Her time had come. She remembered saying that. She could hear herself talking to John at Barrow Hill Farm: "Everybody's got their breaking point.... I daresay when my time comes I shall funk and lie."

Well, didn't she? Funk--the everlasting funk of wondering what John would do next; and lying, lying at every turn to save him. _He_ was her breaking point.

She had lied, the first time they went out, about the firing. She wondered whether she had done it because then, even then, she had been afraid of his fear. Hadn't she always somehow, in secret, been afraid?

She could see the car coming round the corner by the Church in the narrow street at Stow, she could feel it grazing her thigh, and John letting her go, jumping safe to the curb. She had pretended that it hadn't happened.

But that first day--No. He had been brave then. She had only lied because she was afraid he would worry about her.... Brave then. Could war tire you and wear you down, and change you from yourself? In two weeks?
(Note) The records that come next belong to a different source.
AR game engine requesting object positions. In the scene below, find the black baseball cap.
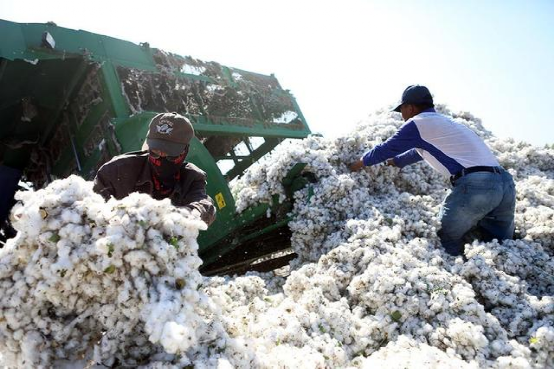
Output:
[146,113,194,156]
[393,85,433,112]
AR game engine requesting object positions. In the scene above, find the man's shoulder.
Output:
[100,151,148,171]
[181,162,206,178]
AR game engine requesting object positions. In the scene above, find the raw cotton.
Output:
[0,106,554,368]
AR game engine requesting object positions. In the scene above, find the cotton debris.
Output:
[0,106,554,368]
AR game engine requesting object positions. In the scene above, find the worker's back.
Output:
[406,112,499,176]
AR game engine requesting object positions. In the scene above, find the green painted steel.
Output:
[0,20,310,263]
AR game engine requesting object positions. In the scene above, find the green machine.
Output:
[0,20,310,274]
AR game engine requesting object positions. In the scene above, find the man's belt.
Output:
[450,167,502,182]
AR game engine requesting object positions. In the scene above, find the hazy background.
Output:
[0,0,554,145]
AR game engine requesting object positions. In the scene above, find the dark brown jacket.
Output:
[93,151,215,225]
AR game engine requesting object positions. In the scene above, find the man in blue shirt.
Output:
[350,85,515,255]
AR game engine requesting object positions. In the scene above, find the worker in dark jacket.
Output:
[94,113,215,225]
[350,85,515,255]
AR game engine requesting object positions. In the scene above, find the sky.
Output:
[0,0,554,145]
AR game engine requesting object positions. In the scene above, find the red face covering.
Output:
[148,146,189,194]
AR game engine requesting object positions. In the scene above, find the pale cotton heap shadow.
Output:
[0,107,554,368]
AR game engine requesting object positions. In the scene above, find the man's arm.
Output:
[392,149,423,168]
[350,121,421,171]
[183,175,215,225]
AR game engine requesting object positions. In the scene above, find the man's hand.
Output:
[350,160,364,172]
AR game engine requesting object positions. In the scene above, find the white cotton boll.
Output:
[160,322,196,354]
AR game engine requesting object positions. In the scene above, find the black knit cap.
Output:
[146,113,194,156]
[393,85,433,112]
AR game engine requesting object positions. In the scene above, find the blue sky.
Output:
[0,0,554,145]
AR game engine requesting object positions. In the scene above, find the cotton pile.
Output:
[0,106,554,368]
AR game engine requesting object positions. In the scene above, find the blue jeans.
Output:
[438,169,516,255]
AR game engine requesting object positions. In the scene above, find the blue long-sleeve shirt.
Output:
[362,109,499,176]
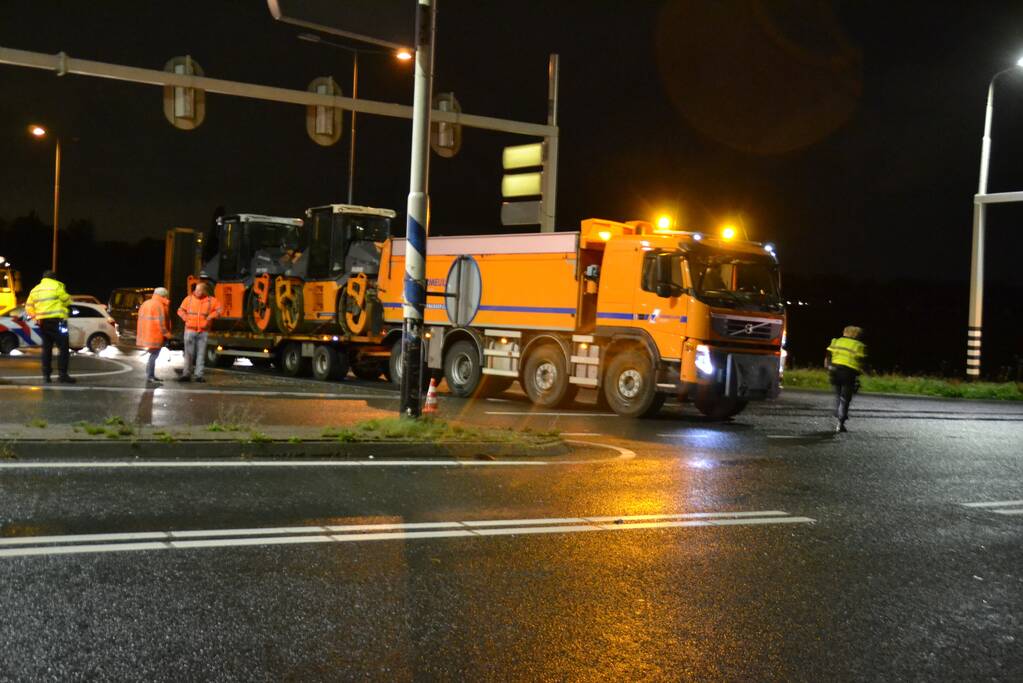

Change him so that she had to hate him!

Half the night she lay awake wondering: Do I hate him because he doesn't care about me? Or because he doesn't care about the wounded? She could see all their faces: the face of the wounded man at Melle (_he_ had crawled out on his hands and knees to look for her); the face of the dead boy who hadn't died when John left him; the Flamand they brought from Lokeren, lying in the road; the face of the dead man in the shed--And John's face.

How could you care for a thing like that? How could you want a thing like that to care for you?

And she? She didn't matter. Nothing mattered in all the world but Them.